IMHO, that was reasonable cache behavior, for an object that will expire soon.


If you want to increase the chance that the PDF will stick around longer, then give a later expiration time, but say that it must check with the server to see if it is still valid.

If using HTTP Cache-Control header, this might be: private, max-age: 3600, must-revalidate. With this, you should see a round-trip to server, which will give 304 response as long as the page is valid. This should be a quick response, since no data is sent back -- the browser's cached version is used.

private is optional -- not related to this caching behavior -- I'm assuming whatever this volatile PDF is, it only makes sense for the given user and/or shouldn't be hanging around for a long time, in some shared location.

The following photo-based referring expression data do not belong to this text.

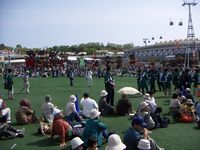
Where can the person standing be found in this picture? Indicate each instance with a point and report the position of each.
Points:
(89, 77)
(196, 82)
(26, 84)
(47, 109)
(105, 108)
(71, 76)
(60, 127)
(5, 112)
(109, 86)
(8, 83)
(88, 104)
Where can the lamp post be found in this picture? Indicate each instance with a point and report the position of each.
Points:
(147, 40)
(190, 34)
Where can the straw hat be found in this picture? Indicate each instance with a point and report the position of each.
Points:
(115, 143)
(48, 98)
(56, 111)
(189, 101)
(94, 113)
(103, 93)
(72, 98)
(187, 89)
(144, 144)
(76, 142)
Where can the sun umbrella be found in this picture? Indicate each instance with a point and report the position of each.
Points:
(128, 91)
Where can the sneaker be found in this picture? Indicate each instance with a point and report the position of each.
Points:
(20, 134)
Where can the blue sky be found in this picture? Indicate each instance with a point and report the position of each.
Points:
(45, 23)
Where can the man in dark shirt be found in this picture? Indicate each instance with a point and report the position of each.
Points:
(134, 134)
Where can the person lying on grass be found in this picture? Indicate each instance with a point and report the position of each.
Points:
(25, 114)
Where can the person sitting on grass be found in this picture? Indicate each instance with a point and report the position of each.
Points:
(60, 127)
(70, 112)
(44, 127)
(7, 131)
(144, 111)
(144, 144)
(148, 97)
(25, 114)
(187, 111)
(133, 135)
(115, 143)
(124, 106)
(94, 128)
(104, 107)
(92, 144)
(77, 143)
(5, 112)
(47, 109)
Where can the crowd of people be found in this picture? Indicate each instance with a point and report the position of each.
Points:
(84, 128)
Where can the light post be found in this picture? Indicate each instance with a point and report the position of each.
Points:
(148, 40)
(190, 34)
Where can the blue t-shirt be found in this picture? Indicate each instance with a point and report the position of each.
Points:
(131, 139)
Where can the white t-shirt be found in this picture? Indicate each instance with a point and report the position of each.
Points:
(88, 104)
(47, 110)
(89, 74)
(70, 107)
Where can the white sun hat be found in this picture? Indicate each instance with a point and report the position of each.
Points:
(94, 113)
(72, 98)
(144, 144)
(76, 142)
(103, 93)
(56, 111)
(115, 143)
(143, 105)
(147, 96)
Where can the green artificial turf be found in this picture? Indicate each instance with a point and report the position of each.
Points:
(177, 136)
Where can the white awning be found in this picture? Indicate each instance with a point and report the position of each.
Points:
(15, 61)
(72, 58)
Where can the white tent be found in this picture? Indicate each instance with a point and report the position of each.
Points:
(72, 58)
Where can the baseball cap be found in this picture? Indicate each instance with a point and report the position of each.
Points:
(138, 119)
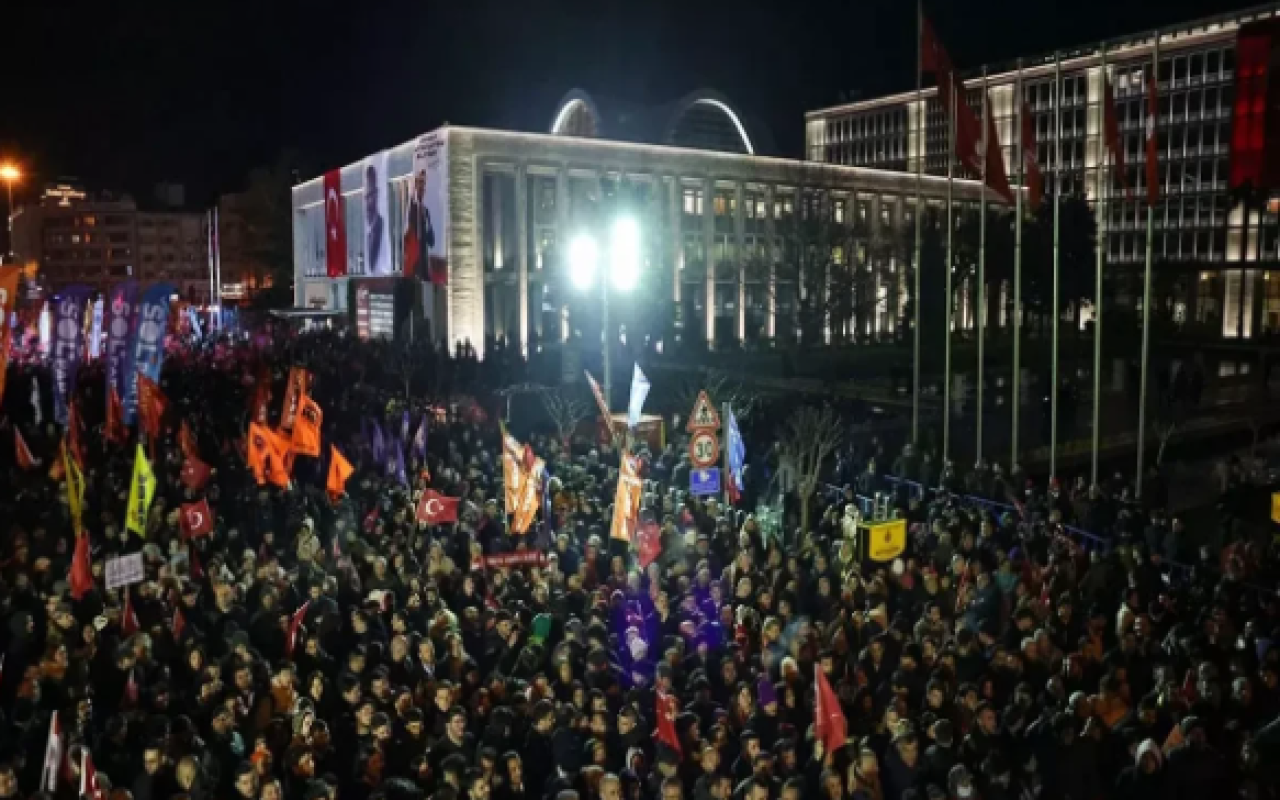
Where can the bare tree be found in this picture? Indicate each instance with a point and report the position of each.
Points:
(809, 437)
(566, 407)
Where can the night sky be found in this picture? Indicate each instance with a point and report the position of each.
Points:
(195, 91)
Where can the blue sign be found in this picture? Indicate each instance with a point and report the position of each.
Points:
(704, 481)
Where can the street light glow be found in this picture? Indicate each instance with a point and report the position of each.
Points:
(584, 257)
(625, 254)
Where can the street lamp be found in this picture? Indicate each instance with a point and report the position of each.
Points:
(9, 173)
(584, 259)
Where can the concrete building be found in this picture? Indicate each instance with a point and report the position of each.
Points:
(722, 252)
(1217, 255)
(73, 237)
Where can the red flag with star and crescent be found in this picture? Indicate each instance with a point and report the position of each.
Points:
(334, 225)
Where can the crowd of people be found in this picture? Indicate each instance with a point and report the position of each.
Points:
(332, 647)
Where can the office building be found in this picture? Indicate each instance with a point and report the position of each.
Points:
(1215, 245)
(698, 178)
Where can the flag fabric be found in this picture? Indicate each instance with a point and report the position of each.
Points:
(664, 731)
(339, 470)
(297, 388)
(22, 453)
(8, 306)
(1032, 176)
(115, 430)
(195, 474)
(306, 428)
(81, 577)
(1111, 132)
(53, 757)
(736, 456)
(1152, 142)
(993, 159)
(434, 508)
(141, 493)
(334, 225)
(828, 718)
(626, 502)
(639, 392)
(197, 519)
(90, 790)
(128, 617)
(295, 625)
(151, 406)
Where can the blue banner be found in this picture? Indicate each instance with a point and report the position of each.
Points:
(146, 355)
(120, 306)
(68, 346)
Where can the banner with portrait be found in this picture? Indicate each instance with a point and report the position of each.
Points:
(375, 216)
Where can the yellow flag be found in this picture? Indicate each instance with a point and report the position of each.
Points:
(74, 489)
(141, 493)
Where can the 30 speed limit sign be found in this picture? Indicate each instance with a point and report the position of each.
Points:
(704, 448)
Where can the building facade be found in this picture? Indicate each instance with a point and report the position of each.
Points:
(72, 237)
(1215, 243)
(736, 247)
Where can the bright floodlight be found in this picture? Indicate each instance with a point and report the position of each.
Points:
(625, 254)
(583, 259)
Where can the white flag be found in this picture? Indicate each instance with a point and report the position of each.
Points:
(639, 392)
(53, 757)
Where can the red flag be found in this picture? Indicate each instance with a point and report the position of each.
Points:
(1032, 174)
(195, 474)
(1111, 132)
(295, 624)
(650, 544)
(88, 777)
(197, 520)
(1152, 142)
(334, 224)
(82, 572)
(435, 508)
(828, 717)
(115, 429)
(128, 618)
(993, 160)
(666, 728)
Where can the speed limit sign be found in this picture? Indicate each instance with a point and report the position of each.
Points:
(704, 448)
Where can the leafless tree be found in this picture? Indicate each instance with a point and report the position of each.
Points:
(566, 407)
(808, 438)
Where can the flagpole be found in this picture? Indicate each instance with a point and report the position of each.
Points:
(1146, 293)
(982, 259)
(1102, 183)
(946, 360)
(1054, 310)
(919, 213)
(1015, 388)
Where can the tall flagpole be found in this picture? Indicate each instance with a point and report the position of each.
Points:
(919, 214)
(1015, 387)
(1146, 295)
(1104, 184)
(981, 306)
(946, 360)
(1054, 310)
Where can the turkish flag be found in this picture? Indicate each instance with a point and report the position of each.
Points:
(666, 727)
(435, 508)
(334, 224)
(197, 520)
(828, 717)
(195, 474)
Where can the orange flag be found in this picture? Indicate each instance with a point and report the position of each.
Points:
(115, 429)
(339, 470)
(151, 406)
(22, 452)
(306, 428)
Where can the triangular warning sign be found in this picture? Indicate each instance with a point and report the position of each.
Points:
(703, 416)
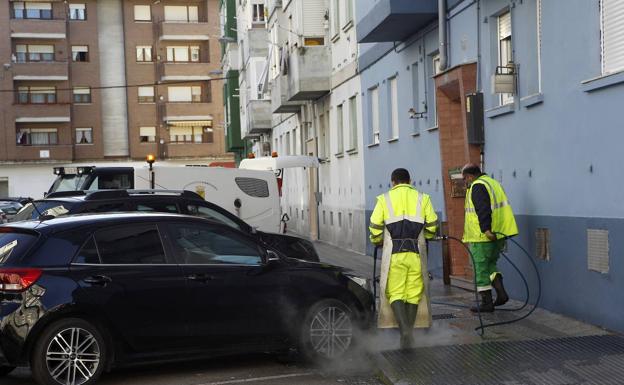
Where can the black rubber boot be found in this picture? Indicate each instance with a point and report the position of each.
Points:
(501, 294)
(486, 305)
(412, 311)
(400, 314)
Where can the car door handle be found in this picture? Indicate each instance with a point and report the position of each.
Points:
(200, 277)
(99, 280)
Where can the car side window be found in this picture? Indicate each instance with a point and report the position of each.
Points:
(207, 212)
(157, 207)
(132, 244)
(206, 245)
(88, 253)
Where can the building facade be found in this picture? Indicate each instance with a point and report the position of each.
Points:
(550, 79)
(92, 81)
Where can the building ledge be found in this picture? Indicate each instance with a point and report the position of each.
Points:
(500, 110)
(532, 100)
(601, 82)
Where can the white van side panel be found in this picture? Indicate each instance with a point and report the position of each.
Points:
(256, 190)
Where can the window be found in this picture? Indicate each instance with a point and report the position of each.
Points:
(84, 135)
(77, 12)
(393, 96)
(32, 10)
(36, 95)
(349, 12)
(82, 95)
(130, 245)
(505, 49)
(37, 136)
(207, 212)
(142, 13)
(147, 134)
(146, 94)
(374, 114)
(182, 13)
(205, 245)
(336, 17)
(612, 26)
(34, 53)
(190, 134)
(353, 123)
(184, 94)
(80, 53)
(183, 54)
(258, 13)
(144, 53)
(88, 253)
(340, 130)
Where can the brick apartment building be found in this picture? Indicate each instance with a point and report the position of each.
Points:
(65, 65)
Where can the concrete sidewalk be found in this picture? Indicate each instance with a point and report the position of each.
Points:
(545, 348)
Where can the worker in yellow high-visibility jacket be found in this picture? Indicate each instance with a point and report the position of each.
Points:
(489, 219)
(401, 220)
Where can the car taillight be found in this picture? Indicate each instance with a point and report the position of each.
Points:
(17, 280)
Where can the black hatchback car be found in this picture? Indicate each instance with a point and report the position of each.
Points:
(167, 201)
(82, 294)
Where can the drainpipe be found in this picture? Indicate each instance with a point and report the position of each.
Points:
(442, 33)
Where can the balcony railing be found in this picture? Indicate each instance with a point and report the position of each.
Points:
(309, 73)
(395, 20)
(37, 28)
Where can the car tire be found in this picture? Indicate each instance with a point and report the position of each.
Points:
(6, 370)
(328, 331)
(69, 351)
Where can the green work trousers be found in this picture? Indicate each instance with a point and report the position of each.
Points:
(486, 256)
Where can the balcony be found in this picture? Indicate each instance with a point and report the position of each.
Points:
(45, 29)
(187, 112)
(395, 20)
(279, 97)
(42, 113)
(258, 117)
(185, 71)
(184, 31)
(309, 73)
(257, 44)
(45, 71)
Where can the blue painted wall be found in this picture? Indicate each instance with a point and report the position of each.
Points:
(556, 149)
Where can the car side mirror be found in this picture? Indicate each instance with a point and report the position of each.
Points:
(272, 256)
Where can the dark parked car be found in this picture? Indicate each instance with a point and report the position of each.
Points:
(82, 294)
(168, 201)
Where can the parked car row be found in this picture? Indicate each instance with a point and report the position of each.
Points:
(103, 279)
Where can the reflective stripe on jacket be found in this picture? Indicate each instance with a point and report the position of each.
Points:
(503, 220)
(404, 211)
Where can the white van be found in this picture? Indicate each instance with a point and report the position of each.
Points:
(252, 195)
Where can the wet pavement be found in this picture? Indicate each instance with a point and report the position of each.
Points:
(545, 348)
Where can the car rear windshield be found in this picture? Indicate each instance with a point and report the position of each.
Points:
(13, 244)
(44, 207)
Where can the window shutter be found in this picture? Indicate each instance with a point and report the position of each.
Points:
(504, 25)
(612, 35)
(180, 94)
(147, 131)
(313, 18)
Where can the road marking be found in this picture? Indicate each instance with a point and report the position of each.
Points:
(259, 379)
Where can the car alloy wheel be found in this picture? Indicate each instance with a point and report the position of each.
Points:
(331, 330)
(73, 356)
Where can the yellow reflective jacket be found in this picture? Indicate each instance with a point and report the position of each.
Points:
(404, 200)
(503, 220)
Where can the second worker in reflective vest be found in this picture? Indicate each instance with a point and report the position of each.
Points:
(488, 221)
(401, 220)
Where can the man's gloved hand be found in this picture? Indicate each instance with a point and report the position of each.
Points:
(490, 235)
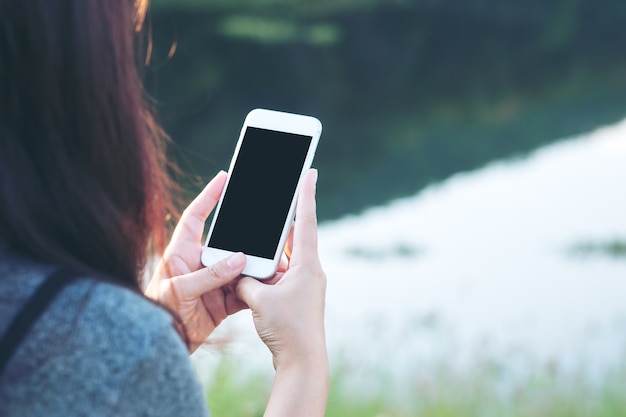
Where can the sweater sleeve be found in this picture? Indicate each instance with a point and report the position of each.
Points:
(163, 383)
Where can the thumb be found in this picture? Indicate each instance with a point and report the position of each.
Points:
(191, 286)
(248, 289)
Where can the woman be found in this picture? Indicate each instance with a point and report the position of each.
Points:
(83, 195)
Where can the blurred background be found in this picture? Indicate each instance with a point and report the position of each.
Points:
(471, 191)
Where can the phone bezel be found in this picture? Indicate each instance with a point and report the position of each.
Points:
(257, 267)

If you really need the performance of not talking to the server at all, then consider writing javascript to hide/show the DOM element holding that PDF, rather than dropping it, and needing to ask for it again.

Your javascript code for the page is the only place that "understands" that you really want that PDF to stick around, even if you aren't currently showing it to the user.